The direct thrombin inhibitor, which is taken orally, is currently licensed for primary prevention of VTE after hip or knee surgery. Earlier this year data showed that it was safer and more effective than warfarin at preventing stroke in patients with AF (GP, 4 September).
Patients treated with dabigatran, which does not interact with foods and is not thought to have any drug interactions, do not need their coagulation levels monitored studies have shown.
For the latest study, Dr Sam Schulman of Karolinska University Hospital, Stockholm, and colleagues compared dabigatran with warfarin in 2,539 patients with acute VTE.
Patients were initially treated with parenteral anticoagulation.
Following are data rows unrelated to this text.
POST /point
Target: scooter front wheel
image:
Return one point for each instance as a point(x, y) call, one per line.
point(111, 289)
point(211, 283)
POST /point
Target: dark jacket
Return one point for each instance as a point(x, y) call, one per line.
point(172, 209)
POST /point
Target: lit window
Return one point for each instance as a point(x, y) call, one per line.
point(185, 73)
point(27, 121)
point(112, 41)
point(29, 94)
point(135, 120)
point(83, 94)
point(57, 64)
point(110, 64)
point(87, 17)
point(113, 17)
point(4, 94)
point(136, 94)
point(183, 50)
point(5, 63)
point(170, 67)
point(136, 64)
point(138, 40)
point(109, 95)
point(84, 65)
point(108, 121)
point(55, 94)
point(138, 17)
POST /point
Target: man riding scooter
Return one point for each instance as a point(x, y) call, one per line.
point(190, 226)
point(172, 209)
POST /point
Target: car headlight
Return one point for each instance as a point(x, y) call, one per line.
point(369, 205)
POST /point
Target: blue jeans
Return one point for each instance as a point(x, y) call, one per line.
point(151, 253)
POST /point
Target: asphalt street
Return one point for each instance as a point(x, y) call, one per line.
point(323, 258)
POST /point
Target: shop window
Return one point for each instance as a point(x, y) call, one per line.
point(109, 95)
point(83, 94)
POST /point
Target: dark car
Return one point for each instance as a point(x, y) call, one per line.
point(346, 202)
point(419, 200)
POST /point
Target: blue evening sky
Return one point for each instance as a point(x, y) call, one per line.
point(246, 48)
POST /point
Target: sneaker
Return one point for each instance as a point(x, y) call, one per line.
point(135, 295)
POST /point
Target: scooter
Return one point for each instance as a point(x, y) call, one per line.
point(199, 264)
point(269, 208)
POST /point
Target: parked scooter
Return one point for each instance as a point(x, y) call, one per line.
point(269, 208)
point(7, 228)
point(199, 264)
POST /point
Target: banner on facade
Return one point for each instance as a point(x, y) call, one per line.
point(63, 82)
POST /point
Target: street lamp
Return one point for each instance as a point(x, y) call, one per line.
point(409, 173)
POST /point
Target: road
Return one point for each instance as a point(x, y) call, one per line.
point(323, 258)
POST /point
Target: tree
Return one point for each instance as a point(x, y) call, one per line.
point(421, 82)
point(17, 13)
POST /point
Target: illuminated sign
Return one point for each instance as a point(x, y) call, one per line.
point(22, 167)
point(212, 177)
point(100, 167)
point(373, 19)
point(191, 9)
They were then given either warfarin, titrated to achieve an international normalised ratio of 2.0-3.0, or twice-daily dabigatran 150mg.
In total, 57 patients experienced recurrent, symptomatic and objectively confirmed VTE.
The proportion of patients who experienced these events did not differ significantly across the two treatment groups.
The safety profile of the two drugs was similar, although bleeding episodes occurred less frequently in patients given dabigatran.
Commenting on the latest findings, the researchers said: 'Our trial provides data to support dabigatran as a fixed-dose oral treatment for acute deep-vein thrombosis and pulmonary embolism.
'For patients and healthcare providers, dabigatran is a far more convenient drug than warfarin because it has no known interactions with foods and minimal interactions with other drugs.'
However, the researchers stressed that the drug was tested on a restricted sample of patients who were predominately white.
Additional studies will need to be performed in patients whose baseline characteristics differ markedly from this population, they said.
In addition, they pointed out that dabigatran was only given after initial parenteral anticoagulation therapy. There are therefore no data yet to support the use of dabigatran monotherapy for VTE, they said.